Este libro canta mis elefantinas aventuras en la prosecución de lo obvio. Y nadie puede reírse tanto del caso como me he reído yo mismo; no habrá, esta vez no habrá lector que se queje de que he querido embobarlo; yo soy el loco de mi cuento y no habrá revuelta ni motín que pueda arrancarme de mi ridículo trono.

Confieso paladinamente todas aquellas ambiciones estúpidas de fines del siglo XIX. Como lo suelen hacer los chicos precoces, yo quise adelantarme a mi tiempo; como ellos, quise adelantarme, aunque fuera unos 10 minutos, hacia la hora de la verdad. ¡Y todo para descubrir, a la postre, que andaba yo atrasado unos mil ochocientos años! Y extremé la voz con penosas exageraciones juveniles para pregonar mis verdades. Y recibí el castigo más ingenioso, y que era el que más me convenía: porque, aunque con mis verdades me quedo, ahora caigo en la cuenta, no de que sean falsas verdades, sino simplemente de que no son mías.

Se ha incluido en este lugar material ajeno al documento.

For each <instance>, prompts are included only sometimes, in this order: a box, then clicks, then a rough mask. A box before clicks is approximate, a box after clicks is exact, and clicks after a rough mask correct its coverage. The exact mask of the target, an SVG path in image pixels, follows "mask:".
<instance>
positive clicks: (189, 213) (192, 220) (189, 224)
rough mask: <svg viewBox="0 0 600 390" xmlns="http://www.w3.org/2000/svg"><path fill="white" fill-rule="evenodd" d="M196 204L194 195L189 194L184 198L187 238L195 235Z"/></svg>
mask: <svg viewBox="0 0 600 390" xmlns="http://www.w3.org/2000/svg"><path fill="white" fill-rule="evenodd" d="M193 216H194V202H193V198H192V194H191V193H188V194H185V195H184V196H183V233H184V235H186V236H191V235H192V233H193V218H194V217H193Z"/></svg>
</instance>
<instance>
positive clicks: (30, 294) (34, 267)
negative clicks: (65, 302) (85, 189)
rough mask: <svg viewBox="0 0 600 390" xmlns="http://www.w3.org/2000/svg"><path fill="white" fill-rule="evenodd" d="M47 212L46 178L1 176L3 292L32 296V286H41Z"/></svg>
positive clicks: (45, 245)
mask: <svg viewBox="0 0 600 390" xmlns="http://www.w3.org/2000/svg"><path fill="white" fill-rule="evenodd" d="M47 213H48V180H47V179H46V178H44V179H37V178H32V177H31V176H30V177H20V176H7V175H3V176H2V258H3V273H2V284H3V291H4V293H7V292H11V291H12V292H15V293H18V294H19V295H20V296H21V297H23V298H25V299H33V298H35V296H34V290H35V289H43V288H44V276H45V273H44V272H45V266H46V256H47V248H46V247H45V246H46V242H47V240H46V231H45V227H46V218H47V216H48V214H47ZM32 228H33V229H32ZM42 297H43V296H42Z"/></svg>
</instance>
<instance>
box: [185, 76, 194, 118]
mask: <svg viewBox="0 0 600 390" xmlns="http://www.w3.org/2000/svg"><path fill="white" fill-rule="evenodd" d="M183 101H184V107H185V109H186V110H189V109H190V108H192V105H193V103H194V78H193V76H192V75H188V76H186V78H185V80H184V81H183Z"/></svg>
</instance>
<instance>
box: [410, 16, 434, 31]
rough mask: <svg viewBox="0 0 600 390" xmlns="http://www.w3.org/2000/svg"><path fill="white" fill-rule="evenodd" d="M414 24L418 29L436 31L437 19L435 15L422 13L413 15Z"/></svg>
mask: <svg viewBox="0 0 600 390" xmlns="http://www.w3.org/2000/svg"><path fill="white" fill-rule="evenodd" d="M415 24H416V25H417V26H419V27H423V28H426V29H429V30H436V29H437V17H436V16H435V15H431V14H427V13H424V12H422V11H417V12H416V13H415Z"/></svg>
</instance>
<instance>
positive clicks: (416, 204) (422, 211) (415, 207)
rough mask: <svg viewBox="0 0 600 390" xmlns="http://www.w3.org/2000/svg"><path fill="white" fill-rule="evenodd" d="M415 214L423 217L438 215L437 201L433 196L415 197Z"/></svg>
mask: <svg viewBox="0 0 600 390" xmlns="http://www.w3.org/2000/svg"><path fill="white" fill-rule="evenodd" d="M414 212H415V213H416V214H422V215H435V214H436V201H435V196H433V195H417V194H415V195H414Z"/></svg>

Cuando yo creía marchar solitario –¡oh contradicción cien veces ridícula!– toda la cristiandad me estaba empujando por la espalda. Posible es, y el cielo me perdone, que haya pretendido ser original: pero la verdad es que mi invento no resultó ser más que una mala copia de las tradiciones construidas por la religión civilizada que todos conocen. El piloto de mi ejemplo creyó ser el primer descubridor de Inglaterra, yo creí ser el primer descubridor de Europa. Quise ensayar alguna herejía por mi cuenta y, al darle los últimos toques, me encontré con que mi herejía era la ortodoxia».